Once upon a time-- Or, as many stories start, there once was a family, the Grahams, who lived in Westchester County, in a northern suburb of New York City called Rye, New York. Like so many other Westchester families, they lived under the veil of a carefully constructed illusion. Influenced by media, organized religion, and what little advice they had received from their ancestors, the Grahams painted a superb fictional portrait of a family.
There was the father, Vincent, a 50 year-old stockbroker, who had achieved a fair amount of success, particularly for someone from the Bronx without any college education. In addition, he spent 10 years at a strict Catholic orphanage in the Bronx called St. Damien’s. Later in life, he tried briefly to find out who his parents were, without any apparent success. He wasn’t sure whether both had died, or if he had been abandoned.
He was a good-looking man, five foot nine, with thinning, ash-blond hair, and a trim weight of 150 pounds. He dressed well for business, although he had only three suits. Every day, he wore the same grey herringbone weave, with a stiffly starched white shirt. He rotated a series of ties of various muted colors to distract people from realizing that he was literally wearing the same suit on a daily basis.

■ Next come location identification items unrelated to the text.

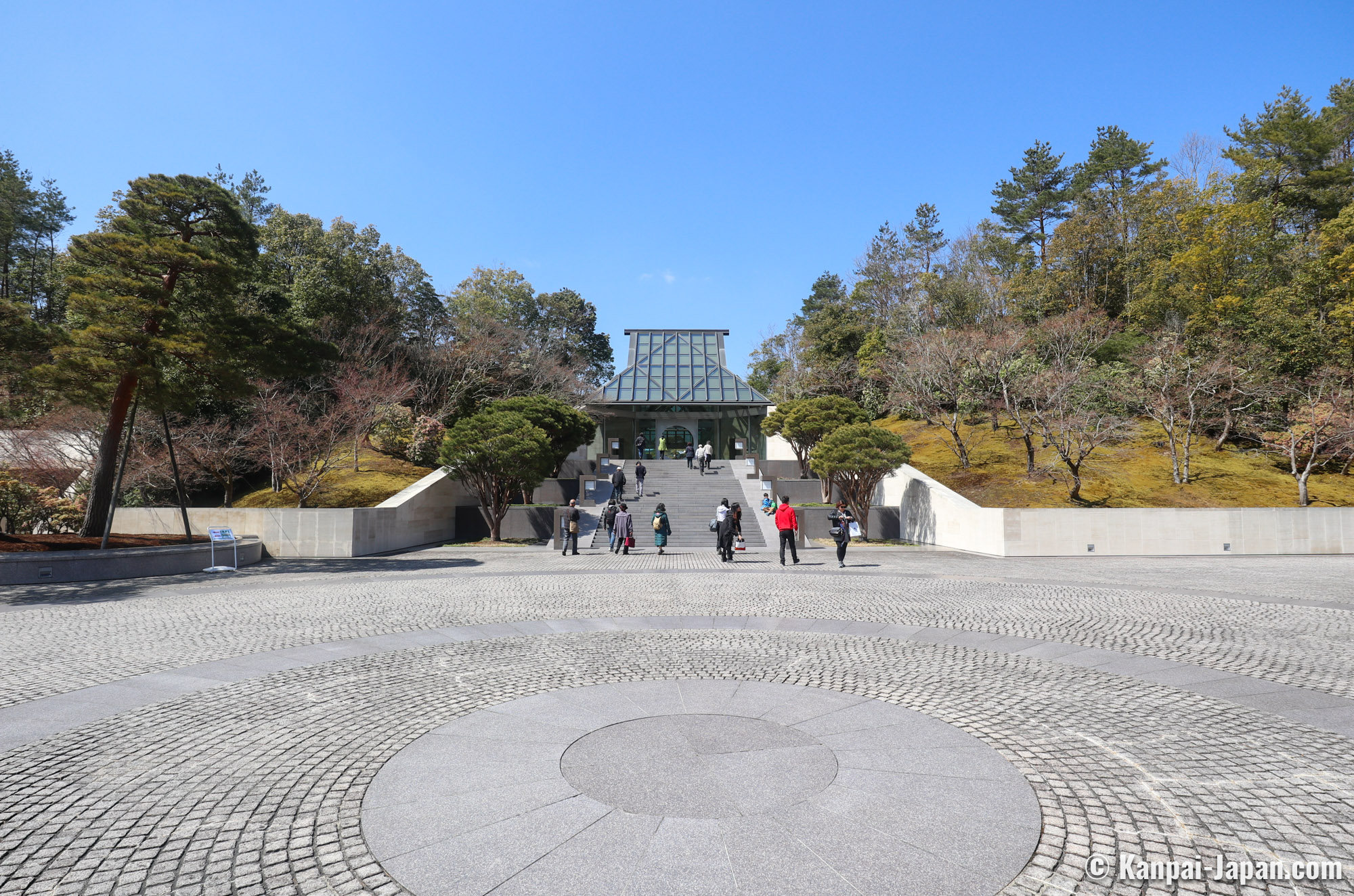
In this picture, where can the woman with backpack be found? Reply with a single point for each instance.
(840, 520)
(661, 529)
(730, 530)
(717, 524)
(609, 518)
(625, 531)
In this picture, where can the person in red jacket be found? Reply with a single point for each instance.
(789, 526)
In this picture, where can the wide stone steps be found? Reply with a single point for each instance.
(690, 500)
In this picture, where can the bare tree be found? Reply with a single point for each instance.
(219, 449)
(1177, 389)
(301, 432)
(1011, 373)
(1199, 159)
(1314, 424)
(1245, 386)
(365, 392)
(1078, 413)
(938, 376)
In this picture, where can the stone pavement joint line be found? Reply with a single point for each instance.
(28, 722)
(258, 786)
(98, 644)
(779, 788)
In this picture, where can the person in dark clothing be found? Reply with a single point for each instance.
(625, 531)
(840, 520)
(789, 527)
(721, 514)
(609, 518)
(663, 529)
(730, 530)
(572, 527)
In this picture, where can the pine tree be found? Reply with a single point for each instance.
(1036, 198)
(925, 239)
(154, 300)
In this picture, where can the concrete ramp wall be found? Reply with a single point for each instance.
(422, 514)
(931, 514)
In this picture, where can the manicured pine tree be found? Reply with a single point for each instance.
(1036, 198)
(154, 293)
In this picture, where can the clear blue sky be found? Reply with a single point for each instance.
(691, 164)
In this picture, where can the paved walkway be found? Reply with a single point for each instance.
(240, 734)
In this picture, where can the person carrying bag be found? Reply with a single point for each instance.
(661, 527)
(842, 523)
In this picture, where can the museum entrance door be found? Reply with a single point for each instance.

He always wore suspenders with his suit and a thin, shiny, black leather belt with a metal buckle. With the suspenders, he didn’t need the belt to hold up his pants. He wore it more like a policeman might wear a holster. The belt turned out to be his weapon for abuse. Looking at him, one saw a well-polished man, at least externally, but inside, he felt like he had been savaged financially and psychologically, trying to raise and educate his family in this upper middle class community in which they were now living. He never felt comfortable. He always felt uneasy and out of place, particularly in dealing with the Westchester lifestyle.

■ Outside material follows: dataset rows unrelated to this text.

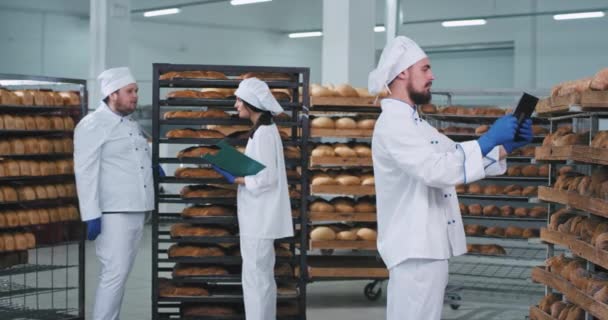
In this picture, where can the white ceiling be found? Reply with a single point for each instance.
(300, 15)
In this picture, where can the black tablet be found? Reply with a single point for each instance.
(525, 108)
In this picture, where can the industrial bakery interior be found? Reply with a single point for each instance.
(536, 235)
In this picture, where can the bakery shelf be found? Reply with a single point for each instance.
(576, 246)
(571, 293)
(340, 162)
(345, 268)
(342, 244)
(342, 216)
(15, 311)
(39, 179)
(459, 137)
(227, 104)
(177, 315)
(210, 142)
(578, 153)
(509, 218)
(37, 109)
(288, 161)
(346, 102)
(595, 206)
(220, 83)
(40, 203)
(221, 121)
(193, 180)
(50, 156)
(538, 314)
(494, 197)
(340, 133)
(343, 190)
(519, 178)
(222, 260)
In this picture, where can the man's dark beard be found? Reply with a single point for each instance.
(419, 98)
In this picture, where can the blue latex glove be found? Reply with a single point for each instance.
(502, 131)
(227, 175)
(524, 133)
(93, 228)
(161, 172)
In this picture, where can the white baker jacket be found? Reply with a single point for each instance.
(416, 170)
(112, 163)
(263, 205)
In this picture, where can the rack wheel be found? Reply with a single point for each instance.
(373, 291)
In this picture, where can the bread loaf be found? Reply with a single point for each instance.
(323, 123)
(322, 234)
(366, 124)
(321, 206)
(367, 234)
(187, 230)
(346, 236)
(342, 150)
(475, 210)
(203, 191)
(343, 205)
(194, 251)
(346, 123)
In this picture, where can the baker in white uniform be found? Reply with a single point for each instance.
(112, 163)
(263, 206)
(416, 170)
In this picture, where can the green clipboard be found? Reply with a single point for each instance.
(231, 160)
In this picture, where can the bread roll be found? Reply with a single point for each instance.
(514, 171)
(346, 236)
(343, 205)
(366, 124)
(203, 191)
(321, 206)
(365, 207)
(323, 179)
(42, 123)
(344, 151)
(495, 232)
(195, 152)
(429, 108)
(529, 171)
(346, 123)
(363, 151)
(367, 234)
(463, 209)
(491, 210)
(513, 232)
(475, 188)
(194, 251)
(473, 229)
(44, 216)
(323, 151)
(521, 212)
(475, 210)
(348, 180)
(187, 230)
(323, 123)
(322, 234)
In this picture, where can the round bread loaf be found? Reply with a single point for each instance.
(322, 234)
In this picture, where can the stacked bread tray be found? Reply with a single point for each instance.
(578, 221)
(501, 214)
(196, 255)
(39, 217)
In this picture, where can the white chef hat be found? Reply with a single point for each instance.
(114, 79)
(398, 55)
(257, 94)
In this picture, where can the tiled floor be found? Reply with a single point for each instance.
(326, 300)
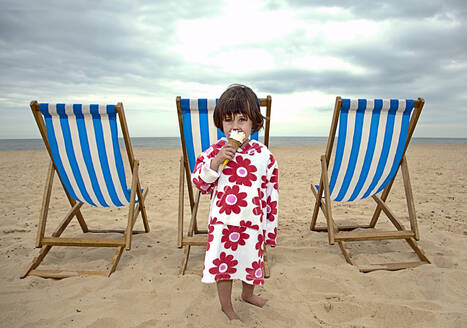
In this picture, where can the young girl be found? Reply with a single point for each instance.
(244, 201)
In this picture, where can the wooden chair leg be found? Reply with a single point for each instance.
(267, 271)
(115, 260)
(134, 183)
(186, 254)
(409, 198)
(181, 203)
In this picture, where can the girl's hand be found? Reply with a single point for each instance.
(226, 152)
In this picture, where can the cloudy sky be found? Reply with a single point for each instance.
(302, 53)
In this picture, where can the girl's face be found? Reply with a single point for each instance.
(237, 122)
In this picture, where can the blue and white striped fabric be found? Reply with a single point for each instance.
(198, 127)
(84, 143)
(371, 141)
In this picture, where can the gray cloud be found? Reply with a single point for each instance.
(60, 50)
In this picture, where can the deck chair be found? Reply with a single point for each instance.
(82, 142)
(372, 140)
(198, 132)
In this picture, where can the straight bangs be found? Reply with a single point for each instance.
(239, 99)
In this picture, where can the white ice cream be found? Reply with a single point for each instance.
(237, 135)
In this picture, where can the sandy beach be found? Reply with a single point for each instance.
(311, 285)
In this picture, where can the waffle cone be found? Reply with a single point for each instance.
(236, 144)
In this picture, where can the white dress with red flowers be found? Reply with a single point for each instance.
(243, 213)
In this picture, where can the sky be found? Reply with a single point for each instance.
(302, 53)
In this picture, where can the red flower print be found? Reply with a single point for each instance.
(271, 209)
(214, 220)
(234, 236)
(249, 224)
(275, 179)
(199, 165)
(272, 238)
(231, 200)
(251, 149)
(271, 161)
(241, 171)
(256, 273)
(260, 204)
(214, 150)
(260, 244)
(224, 266)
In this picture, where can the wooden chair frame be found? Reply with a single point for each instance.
(194, 235)
(46, 243)
(341, 234)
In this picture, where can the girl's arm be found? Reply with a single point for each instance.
(272, 201)
(207, 165)
(203, 176)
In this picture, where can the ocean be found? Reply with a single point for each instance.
(164, 142)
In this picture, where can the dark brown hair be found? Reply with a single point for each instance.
(238, 99)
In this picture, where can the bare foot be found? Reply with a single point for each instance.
(255, 300)
(231, 314)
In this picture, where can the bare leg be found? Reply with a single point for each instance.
(247, 295)
(224, 290)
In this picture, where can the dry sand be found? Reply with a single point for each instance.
(311, 285)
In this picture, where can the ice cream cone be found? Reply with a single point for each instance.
(235, 139)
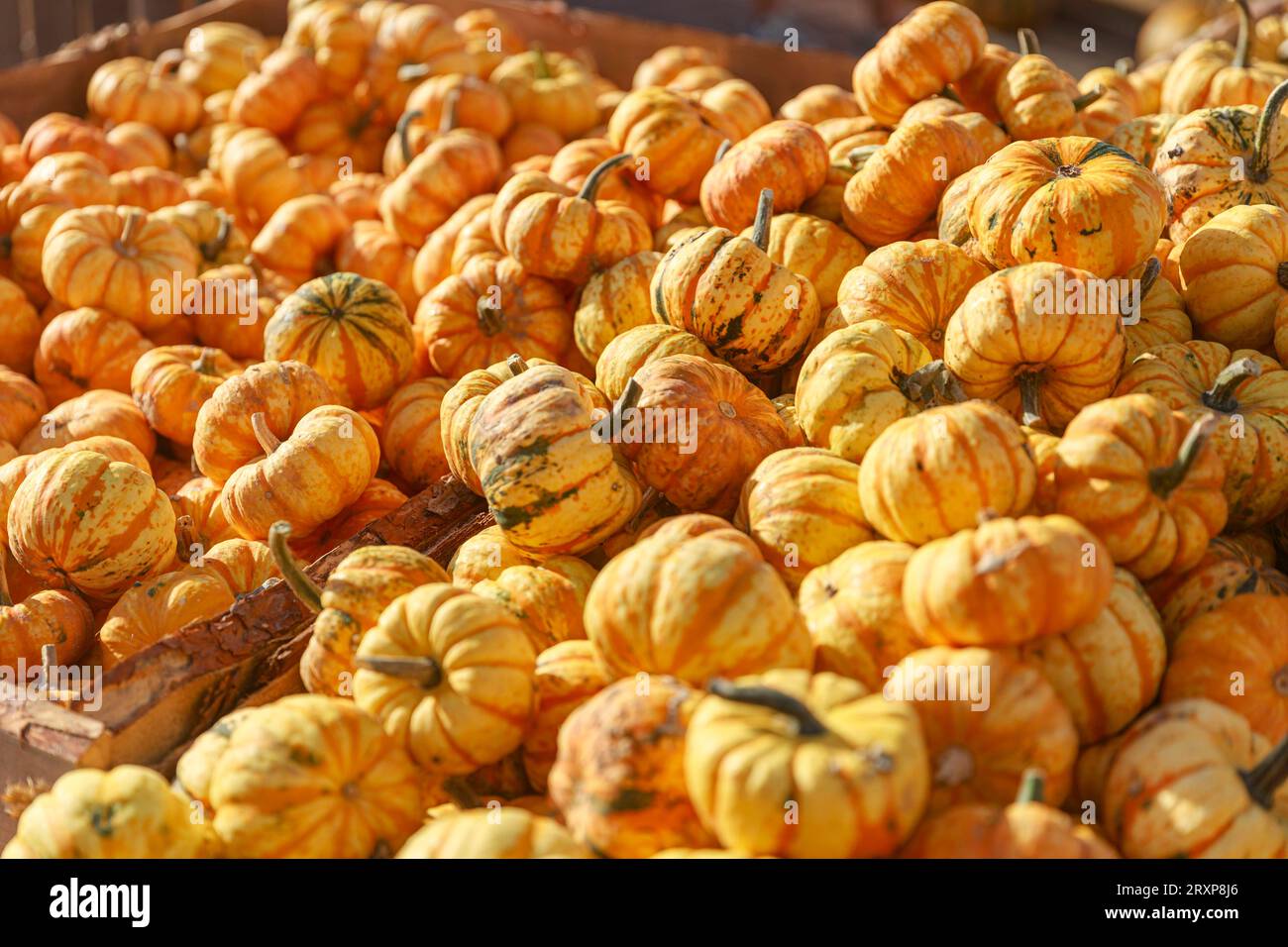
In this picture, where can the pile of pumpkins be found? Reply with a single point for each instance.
(836, 512)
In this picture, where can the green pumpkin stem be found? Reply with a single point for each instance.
(806, 724)
(1220, 395)
(1241, 42)
(764, 213)
(1267, 776)
(1031, 787)
(1260, 170)
(403, 131)
(304, 587)
(596, 176)
(1164, 479)
(420, 669)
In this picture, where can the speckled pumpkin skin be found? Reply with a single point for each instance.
(979, 755)
(618, 777)
(668, 605)
(1072, 200)
(859, 788)
(917, 486)
(990, 585)
(313, 777)
(1120, 441)
(552, 484)
(97, 525)
(128, 812)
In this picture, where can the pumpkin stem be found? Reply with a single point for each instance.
(462, 792)
(1164, 479)
(420, 669)
(403, 132)
(596, 176)
(490, 320)
(1031, 787)
(1220, 395)
(304, 587)
(764, 211)
(1030, 399)
(1240, 44)
(1087, 98)
(211, 249)
(1267, 776)
(806, 724)
(1265, 128)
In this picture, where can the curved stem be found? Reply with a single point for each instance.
(1031, 787)
(267, 438)
(806, 724)
(1267, 776)
(1220, 395)
(304, 587)
(596, 176)
(403, 132)
(1164, 479)
(1265, 127)
(420, 669)
(764, 211)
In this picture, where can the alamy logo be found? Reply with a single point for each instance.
(75, 899)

His strengths were his engaging gray eyes and his sharp and intelligent mind. His major problem seemed to be that he was an alcoholic, and he refused to admit it, nor did he want to examine the underlying cause. He was afraid of what he might find. After trying to control his drinking during the day at the office, he would stop at his favorite bar on the way home. When he arrived at home, he would unleash abusive behavior, both physical and mental, on his wife, Dorothy, and then, in equal doses, on his teenaged sons, Randy, Tony and Derek. The boys, when alone, would comment to each other that while their mother, Dorothy, would always assure them that she loved them all equally, they were also confident that their father disliked them equally, as well.
Dorothy was 45 years old, and had been a strikingly attractive woman in her youth. She was five foot ten, with piercing hazel eyes and dark black hair that was always cut short. She had the patrician looks of her family, who had, for generations, lived in Connecticut. Even though she was an inch or so taller than Vincent, their coloring and features had seemed to blend over the years so that husband and wife resembled one another.

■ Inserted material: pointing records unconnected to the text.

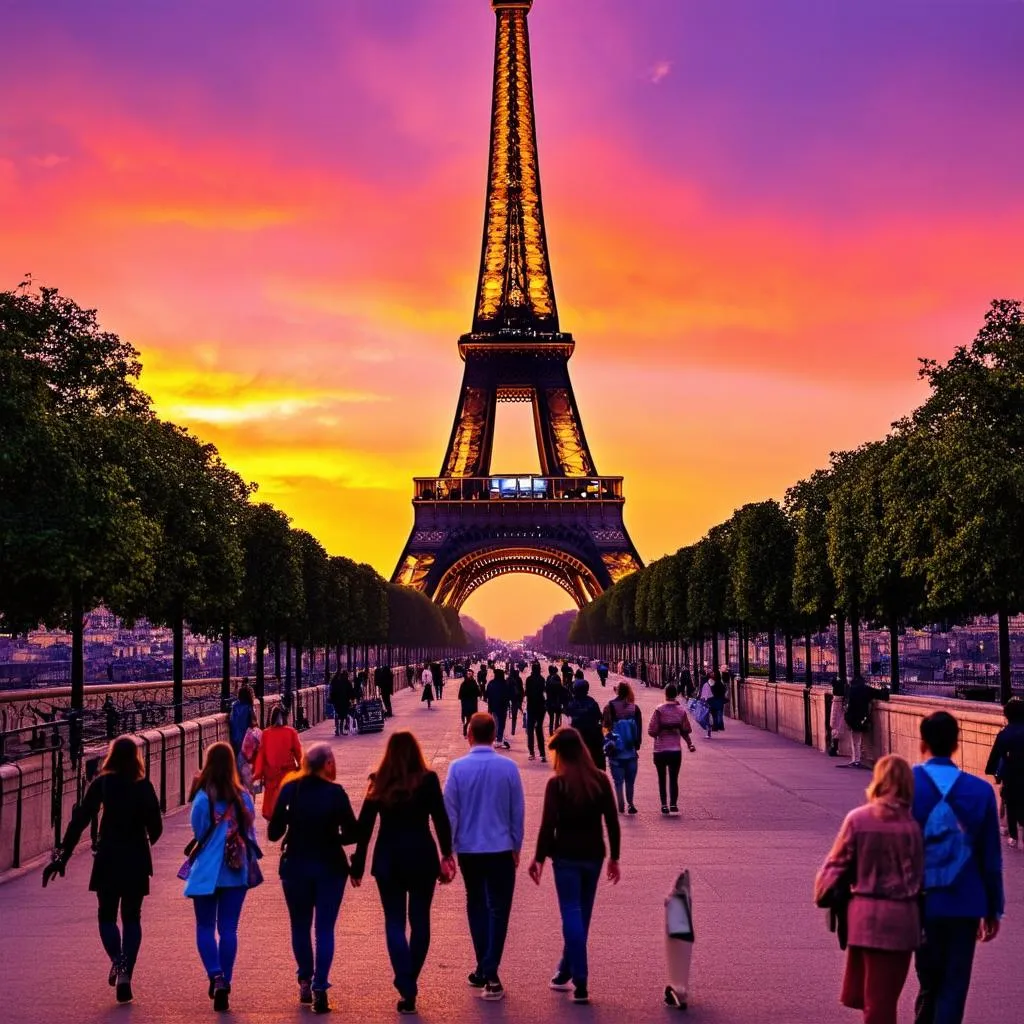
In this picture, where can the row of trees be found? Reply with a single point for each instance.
(102, 503)
(924, 526)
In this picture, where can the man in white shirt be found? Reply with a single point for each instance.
(484, 801)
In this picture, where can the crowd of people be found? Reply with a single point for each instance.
(915, 873)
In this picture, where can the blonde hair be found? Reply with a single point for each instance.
(893, 778)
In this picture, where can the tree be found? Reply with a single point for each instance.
(762, 570)
(73, 530)
(974, 418)
(271, 580)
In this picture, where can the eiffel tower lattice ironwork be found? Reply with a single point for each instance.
(472, 524)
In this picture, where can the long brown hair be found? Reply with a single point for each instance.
(219, 780)
(574, 766)
(124, 759)
(401, 770)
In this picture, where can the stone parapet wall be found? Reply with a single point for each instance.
(788, 709)
(173, 754)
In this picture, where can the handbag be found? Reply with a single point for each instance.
(195, 847)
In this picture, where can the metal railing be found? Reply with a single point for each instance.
(522, 487)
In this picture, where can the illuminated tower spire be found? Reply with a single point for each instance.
(515, 292)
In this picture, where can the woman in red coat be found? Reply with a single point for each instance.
(879, 855)
(280, 754)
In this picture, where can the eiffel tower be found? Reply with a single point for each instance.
(472, 524)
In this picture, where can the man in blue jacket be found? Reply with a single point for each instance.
(969, 908)
(484, 801)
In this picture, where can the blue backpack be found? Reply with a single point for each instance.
(947, 848)
(623, 738)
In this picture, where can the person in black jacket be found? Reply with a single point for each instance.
(536, 709)
(314, 818)
(407, 797)
(469, 696)
(1007, 764)
(123, 863)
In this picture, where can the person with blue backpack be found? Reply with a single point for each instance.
(964, 896)
(624, 728)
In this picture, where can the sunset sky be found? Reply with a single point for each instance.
(760, 215)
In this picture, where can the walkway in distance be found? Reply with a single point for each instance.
(758, 815)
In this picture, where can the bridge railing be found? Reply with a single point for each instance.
(517, 487)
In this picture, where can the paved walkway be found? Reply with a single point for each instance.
(758, 815)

The last 20 years had taken its toll on her. Like many people who lived under similar stress, her anxiety was apparent in the darting movements of her eyes versus the rest of her body. She knew that Vincent had become much weaker and more insecure as the years went by than when she had first married him. Nevertheless, her deep loyalty to family kept her focused on its survival. She never gave up on portraying to her neighbors the picture of a happy Westchester family. The bond of fidelity to her family was perhaps more reflective of her upbringing than of her relationships with Vincent and her children.
When inside their home at 27 Gladstone Place near the Apawamis Golf Club, the stage acting of the family outside their home would often break down into the realities of five individuals, struggling for their own survival, often at the cost of one another.
Their home was a Tudor style, predominately brick, and built in the early twenties; but although it was very nice, it certainly was not in the wealthiest part of Rye. The brick exterior in some ways represented a fireplace, because the people inside were all burning in Vincent’s embers. Those embers could be found in the minds and bodies of each member of the family. The interior of the house was modest, but Dorothy kept it impeccably clean. The floors were oak with a smattering of faux Orientals, primarily with a fading reddish hue. The furniture itself was uniformly beige and brown, with only the walls and the ceilings being white. While the color white is symbolic of goodness and purity, the blackened embers still burned in the bodies of Dorothy and the three sons. The future of each of the sons was being forged at 27 Gladstone Place.